1. Cottage Industries to Factory Production

Before the Industrial Revolution, most goods were created by hand by craftsmen classified into three categories: apprentice, journeyman, and master craftsman. A master craftsman was a person who had mastered all the techniques and skills of a given craft. After many years of practice, he was regarded as an expert who then passed along his knowledge and skills to apprentices, young boys who spent many years under his direction. A journeyman was a craftsman who had completed apprenticeship but did not yet have the experience or skill to be designated a master. A craftsman knew the whole process of creating an object; for example, each woodcrafter knew how to create a chair from start to finish.

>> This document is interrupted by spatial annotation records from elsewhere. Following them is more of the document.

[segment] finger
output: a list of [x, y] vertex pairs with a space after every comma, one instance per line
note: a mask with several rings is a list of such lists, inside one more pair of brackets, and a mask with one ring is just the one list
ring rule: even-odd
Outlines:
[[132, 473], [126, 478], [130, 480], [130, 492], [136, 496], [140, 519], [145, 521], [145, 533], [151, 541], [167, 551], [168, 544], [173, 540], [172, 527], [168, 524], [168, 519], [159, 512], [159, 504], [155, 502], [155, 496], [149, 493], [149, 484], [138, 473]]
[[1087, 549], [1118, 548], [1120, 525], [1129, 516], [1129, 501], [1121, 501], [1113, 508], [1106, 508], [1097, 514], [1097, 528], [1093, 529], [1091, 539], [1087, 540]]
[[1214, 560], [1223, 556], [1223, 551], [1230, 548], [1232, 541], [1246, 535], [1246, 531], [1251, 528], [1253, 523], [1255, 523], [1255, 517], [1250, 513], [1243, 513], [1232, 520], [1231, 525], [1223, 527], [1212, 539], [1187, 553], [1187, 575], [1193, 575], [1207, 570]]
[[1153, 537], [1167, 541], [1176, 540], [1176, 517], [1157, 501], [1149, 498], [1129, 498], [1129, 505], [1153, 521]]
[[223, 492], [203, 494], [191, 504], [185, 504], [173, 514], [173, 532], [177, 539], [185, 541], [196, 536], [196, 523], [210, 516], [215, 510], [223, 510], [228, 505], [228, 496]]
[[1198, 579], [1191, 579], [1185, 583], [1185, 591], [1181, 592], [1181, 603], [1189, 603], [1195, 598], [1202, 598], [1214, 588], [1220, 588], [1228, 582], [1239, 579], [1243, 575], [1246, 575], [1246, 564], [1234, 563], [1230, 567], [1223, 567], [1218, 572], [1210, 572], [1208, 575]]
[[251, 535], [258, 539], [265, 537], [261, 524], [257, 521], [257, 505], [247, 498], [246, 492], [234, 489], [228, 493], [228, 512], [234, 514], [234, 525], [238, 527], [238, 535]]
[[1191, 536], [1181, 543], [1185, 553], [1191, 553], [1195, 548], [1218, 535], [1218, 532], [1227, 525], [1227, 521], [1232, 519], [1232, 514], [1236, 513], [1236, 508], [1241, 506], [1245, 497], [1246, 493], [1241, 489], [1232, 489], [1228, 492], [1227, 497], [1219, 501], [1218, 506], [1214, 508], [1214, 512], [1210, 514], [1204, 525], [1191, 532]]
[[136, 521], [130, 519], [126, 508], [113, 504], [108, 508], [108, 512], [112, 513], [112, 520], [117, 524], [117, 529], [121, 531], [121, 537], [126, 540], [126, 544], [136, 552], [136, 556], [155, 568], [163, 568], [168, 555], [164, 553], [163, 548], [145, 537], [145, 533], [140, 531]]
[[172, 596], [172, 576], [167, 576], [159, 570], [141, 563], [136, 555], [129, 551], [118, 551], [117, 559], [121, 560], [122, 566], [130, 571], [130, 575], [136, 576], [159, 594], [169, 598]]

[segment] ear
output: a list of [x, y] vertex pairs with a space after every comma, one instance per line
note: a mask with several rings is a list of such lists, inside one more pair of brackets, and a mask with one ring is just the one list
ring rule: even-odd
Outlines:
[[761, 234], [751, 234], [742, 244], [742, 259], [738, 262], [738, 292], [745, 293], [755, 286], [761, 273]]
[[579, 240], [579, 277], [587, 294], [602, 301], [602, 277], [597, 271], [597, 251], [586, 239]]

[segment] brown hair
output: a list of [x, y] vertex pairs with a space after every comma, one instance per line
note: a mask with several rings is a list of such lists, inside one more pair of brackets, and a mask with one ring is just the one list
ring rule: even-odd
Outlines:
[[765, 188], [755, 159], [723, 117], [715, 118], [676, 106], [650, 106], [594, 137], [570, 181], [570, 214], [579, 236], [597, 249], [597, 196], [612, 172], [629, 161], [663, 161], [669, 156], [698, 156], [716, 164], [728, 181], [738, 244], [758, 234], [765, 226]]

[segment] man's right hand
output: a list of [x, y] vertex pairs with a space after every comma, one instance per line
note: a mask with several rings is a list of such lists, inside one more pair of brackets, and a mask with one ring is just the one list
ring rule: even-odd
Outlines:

With the advent of the Industrial Revolution, the job of creating an object became broken down into many steps, each of which was done by a different person. In the case of the wooden chair, one person might lathe the legs, another would create the seat, another would make the arms and back, and all the parts would then go to yet other people who would assemble them. The advantages were that single tasks could usually be done over and over faster than when one person did everything start to finish.

Craft Simulation Activity

Distribute the in-line skate page to every student. Explain that they are each a craftsperson who will assemble the skates start to finish. They must be cut out, blades glued on, and colored to the best of their ability. Each will be asked to track the amount of time it takes to complete the task. After everyone has completed the skates, compile and average the different times it took all the students to complete the task. This will be the "standard" time it takes to produce in-line skates by hand.

Point out the differences in "quality" among the hand-created skates. Are there some who have apparently mastered the craft of making in-line skates and some who still need some time as apprentices?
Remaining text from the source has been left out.